J.P Thorn : Oui. Dans une interview que je n’ai pas gardée dans le film, par peur que se soit mal interprété, Marc Pérrone (célèbre accordéoniste, ndlr) dit « la Seine-Saint-Denis est la capitale des banlieues ». Elle a effectivement toutes les caractéristiques des banlieues de France, en plus condensé : cette énorme mutation industrielle, les taux de chômages, l’exclusion des enfants de l’immigration, la ghettoïsation de plus en plus grande et en même temps l’énorme richesse des gens, leur volonté de résister au sort qui leur ai fait. C’est en parlant du particulier qu’on parle de l’universel : en décrivant l’histoire de la musique en Seine-Saint-Denis, j’ai l’impression de parler de l’histoire de toutes les banlieues de France et au-delà.

Quel est le message que vous avez voulu faire passer ?
J.P Thorn : Je n’ai pas de message et je ne veux pas en avoir. Le cinéma est un regard sur le monde et j’interroge le réel, mais c’est aux gens d’en tirer le message. Je donne des éléments, des bribes de compréhension et de poésie mais ce n’est pas un message que j’illustre. Dans la plupart des films télévisuels, le message est préétabli et le réalisateur illustre sa philosophie : je suis contre cette façon de faire. C’est de la propagande et ça me gonfle.

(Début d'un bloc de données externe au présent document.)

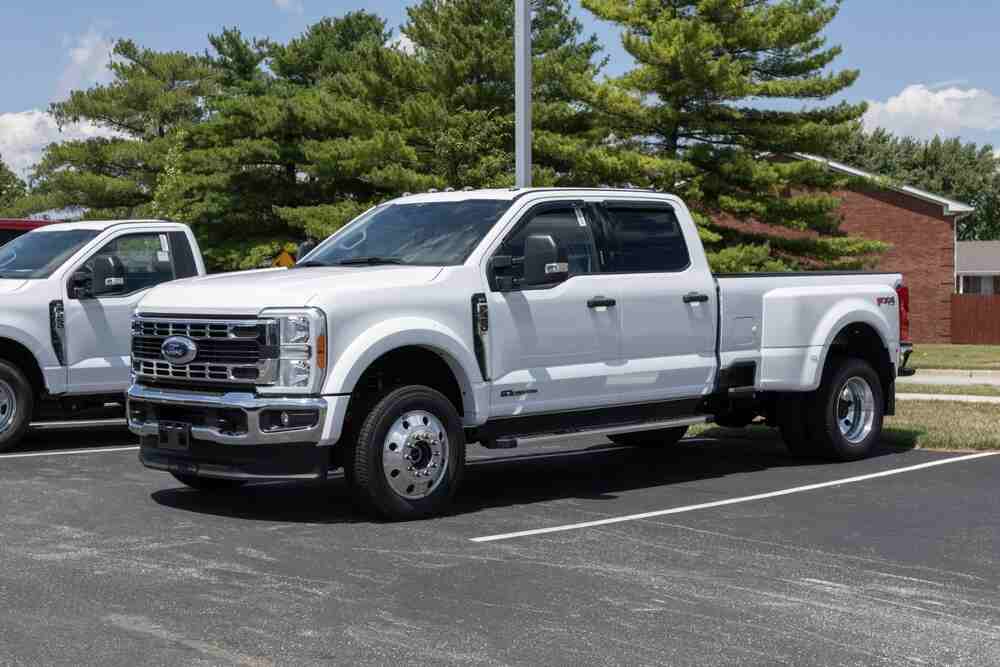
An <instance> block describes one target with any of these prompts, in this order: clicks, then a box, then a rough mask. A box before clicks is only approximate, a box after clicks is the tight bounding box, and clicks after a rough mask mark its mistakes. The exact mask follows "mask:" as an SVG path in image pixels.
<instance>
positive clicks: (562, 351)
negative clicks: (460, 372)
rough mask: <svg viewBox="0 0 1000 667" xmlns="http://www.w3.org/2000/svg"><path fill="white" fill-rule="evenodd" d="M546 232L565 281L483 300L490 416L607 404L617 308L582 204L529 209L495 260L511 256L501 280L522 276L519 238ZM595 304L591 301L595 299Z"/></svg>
mask: <svg viewBox="0 0 1000 667" xmlns="http://www.w3.org/2000/svg"><path fill="white" fill-rule="evenodd" d="M535 234H543V235H551V236H552V237H553V238H554V239H555V240H556V241H557V243H558V245H559V246H560V248H561V249H562V250H563V251H564V253H565V256H564V257H562V258H560V261H563V260H565V261H566V262H567V263H568V265H569V277H568V278H567V279H566V280H564V281H563V282H561V283H558V284H555V285H548V286H544V287H515V288H514V289H511V290H508V291H497V290H494V291H491V292H490V294H489V295H488V297H487V298H488V302H489V314H490V330H491V333H492V335H491V337H490V340H491V347H492V353H491V369H490V370H491V375H492V379H493V382H492V392H493V393H492V398H491V403H492V408H491V412H492V414H493V416H495V417H505V416H514V415H527V414H536V413H541V412H552V411H563V410H572V409H576V408H584V407H593V406H602V405H607V404H608V403H609V402H615V401H617V400H618V399H617V397H616V396H615V395H614V390H613V389H609V387H608V384H607V377H608V374H609V369H610V368H612V367H613V366H615V365H616V364H617V363H618V362H619V357H620V342H621V341H620V328H621V322H620V319H619V310H618V308H617V307H615V306H614V305H597V304H598V301H599V300H600V299H604V301H602V302H601V303H604V304H609V303H612V302H613V301H614V298H615V296H616V295H615V294H614V293H613V292H612V290H611V287H612V283H616V282H618V281H617V280H615V279H614V278H613V277H611V276H607V275H604V274H603V273H602V270H601V262H600V251H599V248H598V245H597V240H596V237H595V234H594V232H593V229H592V227H591V223H590V220H589V219H588V217H587V216H586V215H585V213H584V209H583V204H582V202H581V203H573V202H566V203H554V204H553V203H547V204H542V205H538V206H536V207H534V208H532V209H531V210H529V211H528V212H527V213H526V214H525V215H524V216H523V217H522V218H521V220H520V222H519V223H518V224H517V225H515V227H514V228H513V229H512V231H511V233H509V234H508V236H507V237H506V238H505V239H504V241H503V243H502V244H501V246H500V247H499V248H498V250H497V251H496V252H495V253H494V255H495V256H496V255H504V256H510V257H512V258H513V259H514V265H513V266H512V267H510V269H509V270H508V271H509V273H508V276H507V277H510V278H513V279H514V280H515V282H516V280H517V279H519V278H520V277H522V276H523V267H521V266H519V264H518V260H519V259H523V257H524V245H525V239H526V238H527V237H528V236H530V235H535ZM595 299H598V301H595Z"/></svg>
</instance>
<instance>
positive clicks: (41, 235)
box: [0, 229, 98, 279]
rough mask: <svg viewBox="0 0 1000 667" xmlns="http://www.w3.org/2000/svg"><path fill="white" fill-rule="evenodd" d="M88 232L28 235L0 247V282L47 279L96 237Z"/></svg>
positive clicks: (74, 230) (83, 231)
mask: <svg viewBox="0 0 1000 667" xmlns="http://www.w3.org/2000/svg"><path fill="white" fill-rule="evenodd" d="M97 234H98V232H96V231H94V230H90V229H74V230H72V231H66V232H30V233H28V234H25V235H24V236H19V237H17V238H16V239H14V240H13V241H11V242H10V243H8V244H7V245H5V246H2V247H0V278H20V279H25V278H48V277H49V276H50V275H52V272H53V271H55V270H56V269H58V268H59V267H60V266H62V263H63V262H65V261H66V260H67V259H69V258H70V257H71V256H72V255H73V253H75V252H76V251H77V250H79V249H80V248H82V247H83V246H84V245H86V244H87V242H89V241H90V240H92V239H93V238H94V237H96V236H97Z"/></svg>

Vouliez-vous tout de même « dé-stigmatiser » la banlieue ?
J.P Thorn : Oui, le but de mon film est d’essayer de casser les tribus. J’ai remonté l’histoire musicale après la guerre d’Algérie en montrant comment tous les différents mouvements musicaux se sont combattus alors qu’en définitive, par delà leur différence, ils expriment peut-être la même soif de faire partie de la société français, d’arrêter avec le discours stigmatisant du pouvoir sur la jeunesse des quartiers populaires. Il y a une vraie continuité chez les élites à ne pas considérer la jeunesse comme un atout et à l’attaquer systématiquement en la rendant coupable de tous les mots de la société française, alors qu’elle n’en est que le produit. Mon but est aussi de redonner de la fierté à cette jeunesse, de montrer qui il y a une histoire complexe, riche, diverse et une intelligence de ces artistes qui n’ont jamais plié face à une situation qui s’empirait. Tous ces artistes nous donnent une belle leçon de résistance.

Quel regard vous portez sur la Seine-Saint-Denis aujourd’hui ?

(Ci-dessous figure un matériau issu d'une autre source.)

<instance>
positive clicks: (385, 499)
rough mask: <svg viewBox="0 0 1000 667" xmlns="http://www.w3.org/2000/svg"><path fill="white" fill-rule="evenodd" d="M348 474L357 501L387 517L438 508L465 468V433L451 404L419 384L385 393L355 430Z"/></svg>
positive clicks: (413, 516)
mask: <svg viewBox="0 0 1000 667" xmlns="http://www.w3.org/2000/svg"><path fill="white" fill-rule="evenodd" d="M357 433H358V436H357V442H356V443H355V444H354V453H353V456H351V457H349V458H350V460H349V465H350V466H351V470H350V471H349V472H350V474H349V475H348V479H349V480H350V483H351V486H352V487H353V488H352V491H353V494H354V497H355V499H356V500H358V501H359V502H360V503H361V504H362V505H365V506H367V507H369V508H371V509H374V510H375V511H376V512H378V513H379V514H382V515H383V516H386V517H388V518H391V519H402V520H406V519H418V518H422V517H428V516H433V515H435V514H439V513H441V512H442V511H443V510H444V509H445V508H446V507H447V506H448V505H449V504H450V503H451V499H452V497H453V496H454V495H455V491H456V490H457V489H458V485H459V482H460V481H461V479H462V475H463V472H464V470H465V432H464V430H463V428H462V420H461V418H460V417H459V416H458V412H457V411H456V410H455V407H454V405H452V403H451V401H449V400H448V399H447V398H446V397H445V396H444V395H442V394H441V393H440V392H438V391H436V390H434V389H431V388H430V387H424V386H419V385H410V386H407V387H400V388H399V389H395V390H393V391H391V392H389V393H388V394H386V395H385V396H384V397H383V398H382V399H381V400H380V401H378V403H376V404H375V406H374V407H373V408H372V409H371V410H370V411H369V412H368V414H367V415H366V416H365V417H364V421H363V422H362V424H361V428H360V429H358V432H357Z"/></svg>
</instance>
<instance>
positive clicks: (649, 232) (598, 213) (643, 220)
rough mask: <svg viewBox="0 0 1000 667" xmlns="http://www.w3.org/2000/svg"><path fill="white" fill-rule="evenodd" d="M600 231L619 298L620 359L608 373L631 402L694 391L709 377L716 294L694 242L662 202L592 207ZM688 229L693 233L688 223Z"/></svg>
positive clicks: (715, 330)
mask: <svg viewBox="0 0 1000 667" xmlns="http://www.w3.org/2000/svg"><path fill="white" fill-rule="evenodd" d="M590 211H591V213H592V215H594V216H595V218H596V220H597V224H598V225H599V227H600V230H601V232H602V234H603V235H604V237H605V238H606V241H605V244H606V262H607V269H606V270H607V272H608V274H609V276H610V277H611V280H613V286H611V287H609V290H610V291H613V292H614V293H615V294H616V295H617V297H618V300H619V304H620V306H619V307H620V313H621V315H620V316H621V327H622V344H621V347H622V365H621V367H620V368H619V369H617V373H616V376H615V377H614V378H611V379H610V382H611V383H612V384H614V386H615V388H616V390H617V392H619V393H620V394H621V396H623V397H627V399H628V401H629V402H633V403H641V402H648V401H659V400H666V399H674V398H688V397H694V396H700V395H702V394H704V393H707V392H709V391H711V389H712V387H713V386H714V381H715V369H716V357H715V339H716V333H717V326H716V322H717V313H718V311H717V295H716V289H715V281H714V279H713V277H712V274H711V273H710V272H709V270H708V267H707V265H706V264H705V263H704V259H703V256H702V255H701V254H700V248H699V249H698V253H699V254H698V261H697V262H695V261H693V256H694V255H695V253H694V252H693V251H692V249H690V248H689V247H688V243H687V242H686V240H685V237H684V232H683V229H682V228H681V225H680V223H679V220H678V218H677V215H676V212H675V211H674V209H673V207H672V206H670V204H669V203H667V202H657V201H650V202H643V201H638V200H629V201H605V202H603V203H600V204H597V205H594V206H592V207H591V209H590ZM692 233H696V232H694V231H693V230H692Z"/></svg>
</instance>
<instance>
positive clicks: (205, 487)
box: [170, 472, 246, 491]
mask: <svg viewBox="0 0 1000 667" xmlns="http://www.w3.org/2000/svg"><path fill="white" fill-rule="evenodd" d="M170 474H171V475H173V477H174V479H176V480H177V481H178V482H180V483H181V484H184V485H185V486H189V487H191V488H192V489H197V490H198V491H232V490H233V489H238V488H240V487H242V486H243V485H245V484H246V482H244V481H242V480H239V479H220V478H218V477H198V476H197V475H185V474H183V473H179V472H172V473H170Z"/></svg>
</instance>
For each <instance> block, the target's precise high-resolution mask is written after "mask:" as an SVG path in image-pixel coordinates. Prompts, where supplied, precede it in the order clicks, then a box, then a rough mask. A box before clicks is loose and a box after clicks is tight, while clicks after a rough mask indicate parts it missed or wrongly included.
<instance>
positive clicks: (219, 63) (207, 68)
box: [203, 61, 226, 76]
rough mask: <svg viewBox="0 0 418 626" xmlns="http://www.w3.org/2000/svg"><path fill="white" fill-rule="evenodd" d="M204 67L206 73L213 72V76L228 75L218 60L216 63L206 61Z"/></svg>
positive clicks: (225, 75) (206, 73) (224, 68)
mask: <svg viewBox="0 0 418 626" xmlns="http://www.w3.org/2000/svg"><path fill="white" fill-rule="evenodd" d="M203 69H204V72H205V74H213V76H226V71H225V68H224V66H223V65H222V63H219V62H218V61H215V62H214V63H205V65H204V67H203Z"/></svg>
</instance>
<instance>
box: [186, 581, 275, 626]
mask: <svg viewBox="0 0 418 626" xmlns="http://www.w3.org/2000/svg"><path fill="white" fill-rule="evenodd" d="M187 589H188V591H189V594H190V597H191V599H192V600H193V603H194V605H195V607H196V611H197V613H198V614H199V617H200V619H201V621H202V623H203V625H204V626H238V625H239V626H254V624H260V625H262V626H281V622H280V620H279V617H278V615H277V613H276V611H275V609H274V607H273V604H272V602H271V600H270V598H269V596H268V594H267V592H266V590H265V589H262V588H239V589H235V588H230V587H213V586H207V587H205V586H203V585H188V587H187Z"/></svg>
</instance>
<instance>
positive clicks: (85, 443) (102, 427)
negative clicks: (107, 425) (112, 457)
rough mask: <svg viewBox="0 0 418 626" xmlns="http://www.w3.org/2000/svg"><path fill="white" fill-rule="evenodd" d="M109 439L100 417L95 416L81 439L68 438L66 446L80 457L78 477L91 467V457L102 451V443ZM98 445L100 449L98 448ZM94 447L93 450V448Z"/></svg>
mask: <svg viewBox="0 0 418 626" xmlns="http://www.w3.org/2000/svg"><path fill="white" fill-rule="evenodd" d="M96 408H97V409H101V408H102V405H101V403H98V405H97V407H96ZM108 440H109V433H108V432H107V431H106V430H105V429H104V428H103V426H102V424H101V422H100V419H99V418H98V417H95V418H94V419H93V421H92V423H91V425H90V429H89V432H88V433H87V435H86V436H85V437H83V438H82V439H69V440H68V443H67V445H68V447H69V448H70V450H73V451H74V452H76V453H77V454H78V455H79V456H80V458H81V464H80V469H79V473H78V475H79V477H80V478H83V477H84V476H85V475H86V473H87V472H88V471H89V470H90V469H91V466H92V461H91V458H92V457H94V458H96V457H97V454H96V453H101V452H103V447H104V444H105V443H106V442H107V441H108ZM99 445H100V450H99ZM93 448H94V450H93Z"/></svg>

J.P Thorn : C’est un territoire très vivant, qui affronte des difficultés grandissantes parce que le pouvoir ne cesse de vouloir souffler sur les braises. En nommant le préfet Lambert, ils espèrent bien que d’ici 2012, il y aura de nouvelles émeutes. Mais j’ai confiance dans l’intelligence de toutes ces associations de terrain qui essayent de retisser du lien social, de l’espoir par rapport à la jeunesse de tous les quartiers. Je suis un optimiste. Il y a une énergie de ce département et de ces classes populaires à tous les niveaux et qui s’exprime dans la musique.

Un autre documentaire se penche sur la mémoire de ce département : « 9-3, mémoire d’un territoire » de Yamina Benguigui. Qu’en pensez-vous ?
J.P Thorn : Ça m’a choqué qu’on nie à ce point l’histoire ouvrière. Il y a des archives très intéressantes, mais au niveau des interviews des personnages, il n’y a aucun syndicaliste, ni figure marquante de la banlieue rouge. La force des luttes ouvrières, la solidarité qu’on a essayé de mettre sur pied entre usines étaient très importantes et ne pas voir comment cela a façonné la conscience des gens, me gène beaucoup. Il y a, dans ce film, une forme de misérabilisme qui me choque et qui véhicule l’image des bourgeois qui font la charité aux pauvres alors que la pauvreté forge aussi des caractères, des leaders d’opinion, des associations, des musiciens, des résistants qui viennent du terrain, qui sont forts, beaux et qui méritent d’être racontés. C’est un film caricatural qui nous fait croire qu’il ne s’est rien passé avant Claude Bartolone (Député PS de Seine-Saint-Denis et Président du Conseil Général, ndlr). C’est une réécriture de l’histoire.